Still, he acknowledged supply problems and says GM is increasing Equinox and Terrain production in Canada while adding third shifts for Chevy Traverse and other mid-sized SUVs in Michigan, at GM's pick-up plant in Indiana, and for the Chevy Malibu and Buick LaCrosse in Kansas.
Ivette Dominguez, owner and president of Alpine Buick GMC, in Denver, believes 2010 is definitely turning around as the improving status of GM begins to trickle down to the showroom floor.
"We're seeing new clients in the showroom and people changing to GM brands," something Ms. Dominguez attributes to a better public image for GM and its products. Bottom line: first quarter revenue was up about 75 percent.
Last year auto dealers were spinning their wheels in a sluggish economy, unable to find much traction in the face of high unemployment and a tight credit market in which banks were reluctant to finance new cars and trucks.
Today dealers say unemployment remains a negative issue even though the rate appears to be leveling off. However, they say credit restrictions have eased and a crucial third factor has emerged: an uptick in consumer confidence.
"The American consumer is a great consumer," says Mr. Murgado. "And consumer confidence is coming back." Mr. Palacios echoes that sentiment and believes there's now more confidence in GM and more faith in the auto industry.
Market Demand is Reversing
But something else is at work here too. A recent Wall Street Journal story about a Commerce Department report on surging retail sales saw this as a sign of demand, held in check by the recession, finally spilling over into the marketplace.
"I think there's tremendous pent-up demand," says Mr. Shaw, noting that people have been keeping cars longer so that the average age is rising. "I think that demand is going to be released gradually, right through the next five to six years."
Ms. Dominguez, who employs about 50 staff at Alpine, is equally optimistic. She reckons consumers really held back last year and now they're ready to "get out there and spend some money."
One other factor coming into play may be old-fashioned loyalty. Mr. Murgado says GM has been going through some of the toughest times in its incredible history.

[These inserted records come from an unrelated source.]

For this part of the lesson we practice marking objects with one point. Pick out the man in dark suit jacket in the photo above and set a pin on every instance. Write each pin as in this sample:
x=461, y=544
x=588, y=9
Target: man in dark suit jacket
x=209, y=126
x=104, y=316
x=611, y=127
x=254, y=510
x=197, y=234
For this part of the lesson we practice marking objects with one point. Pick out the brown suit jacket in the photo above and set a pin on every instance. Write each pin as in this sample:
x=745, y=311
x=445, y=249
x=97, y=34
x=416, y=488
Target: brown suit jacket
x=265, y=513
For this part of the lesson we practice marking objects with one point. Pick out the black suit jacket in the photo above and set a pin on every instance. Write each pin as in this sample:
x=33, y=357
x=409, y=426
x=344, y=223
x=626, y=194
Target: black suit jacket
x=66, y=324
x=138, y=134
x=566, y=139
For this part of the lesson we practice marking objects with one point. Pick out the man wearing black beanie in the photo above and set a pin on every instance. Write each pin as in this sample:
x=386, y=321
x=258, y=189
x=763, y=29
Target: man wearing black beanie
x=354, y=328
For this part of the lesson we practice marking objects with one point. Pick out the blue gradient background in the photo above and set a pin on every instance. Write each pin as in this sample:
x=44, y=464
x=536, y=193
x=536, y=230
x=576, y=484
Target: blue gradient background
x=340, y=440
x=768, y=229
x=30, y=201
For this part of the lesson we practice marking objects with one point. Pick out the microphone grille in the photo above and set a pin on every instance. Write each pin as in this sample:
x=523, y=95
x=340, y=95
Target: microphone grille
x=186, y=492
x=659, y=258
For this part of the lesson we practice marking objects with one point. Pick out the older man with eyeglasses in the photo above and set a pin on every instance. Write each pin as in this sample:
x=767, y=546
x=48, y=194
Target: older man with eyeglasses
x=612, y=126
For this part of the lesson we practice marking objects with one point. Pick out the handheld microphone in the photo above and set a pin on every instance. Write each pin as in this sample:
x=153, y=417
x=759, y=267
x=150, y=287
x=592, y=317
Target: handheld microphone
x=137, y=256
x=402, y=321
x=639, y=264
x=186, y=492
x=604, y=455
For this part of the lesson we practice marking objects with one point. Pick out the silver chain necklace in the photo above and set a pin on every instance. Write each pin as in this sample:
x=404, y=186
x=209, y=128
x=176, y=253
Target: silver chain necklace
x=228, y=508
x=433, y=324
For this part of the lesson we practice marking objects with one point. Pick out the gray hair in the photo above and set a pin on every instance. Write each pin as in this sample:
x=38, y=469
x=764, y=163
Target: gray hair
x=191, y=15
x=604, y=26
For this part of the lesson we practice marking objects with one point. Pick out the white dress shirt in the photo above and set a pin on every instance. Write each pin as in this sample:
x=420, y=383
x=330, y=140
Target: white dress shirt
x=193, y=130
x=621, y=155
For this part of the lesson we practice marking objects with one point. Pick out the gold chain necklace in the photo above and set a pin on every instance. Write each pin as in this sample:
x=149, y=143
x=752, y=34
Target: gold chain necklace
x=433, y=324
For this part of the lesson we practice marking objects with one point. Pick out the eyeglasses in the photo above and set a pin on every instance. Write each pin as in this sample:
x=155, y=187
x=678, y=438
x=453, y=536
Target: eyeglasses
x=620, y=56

"Americans love an underdog story," he says. "They love GM and have a lot of loyalty."
Mr. Henderson says that loyalty is well placed given the increasingly high quality of GM products. He said between 2007 and 2009, the company reduced warranty claims by half and recall costs by 75 percent meaning, among other benefits higher residual and resale values for buyers.
But dealerships are also repaying GM brand loyalty and rewarding new clients with special deals and all sorts of additional service perks. For example, Alpine offers a 100,000-mile or six-year warranty while Brickell provides $3000 worth of free services over five years.
GM's New Image and Management
One way GM's new image is manifesting itself is by people switching brands. In Miami, Mr. Murgado describes the popular Buick Enclave as "one of our best conquest vehicles" as it reels in previous owners of Jaguar, BMW, Mercedes and Lexus.
Similarly, he says the Buick LaCrosse, after its complete makeover, is now a world-class vehicle with all the European features, enabling it to woo customers who might otherwise have considered the BMW 5 series, Lexus 350 or Mercedes E class.
Something else that's putting a spring into the step of Hispanic dealerships is their renewed faith in the leadership of GM, starting at the top with new chairman and CEO Ed Whitacre.